Directly above the slowest clock ever is an oversized four-knob instrument panel that regulates cabin temperature. There are two, and only two, climates that can be maintained using the aforementioned knobs: Nuclear Winter and Roast.

Since we're all a bunch of Texas weenies who scramble for the scarves and mittens when the temperature drops below 65 degrees, when we get on the van in the mornings we pump up the heat. Which means we basically spend the first 10 minutes in the van chilled through and rocking back and forth to generate a few BTUs, then the next 45 seconds comfortably warm and toasty, and the following 8 minutes feeling the flesh melt off our bones until a fellow rider tells someone in the front "Okay, I think we're all cooked to about medium, medium-well now" at which point the heat is turned off and we're cold again.

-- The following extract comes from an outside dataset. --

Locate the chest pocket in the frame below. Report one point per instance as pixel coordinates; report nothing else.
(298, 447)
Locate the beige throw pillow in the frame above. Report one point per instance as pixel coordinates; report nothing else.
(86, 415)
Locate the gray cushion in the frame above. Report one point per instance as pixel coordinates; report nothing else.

The worst of the four knobs is the one labeled "Floor." This knob enables the user to direct either arctic winds or skin-parching blasts of air from the 4th circle of Hell directly at passenger feet. Now, even on the best of days, a person's footwear smells less than inviting. The addition of an external heating element to an old worn out pair of shoes can fill the cabin with the sharp musky odor of baked footwear. Eww. The Floor setting can radiate enough heat that I once arrived at work to retrieve a partially thawed Lean Cuisine from my bag that I (foolishly) left on the van floor.

Climate controlling a bunch of whiny working stiffs is a miserable, thankless, and indeed impossible task.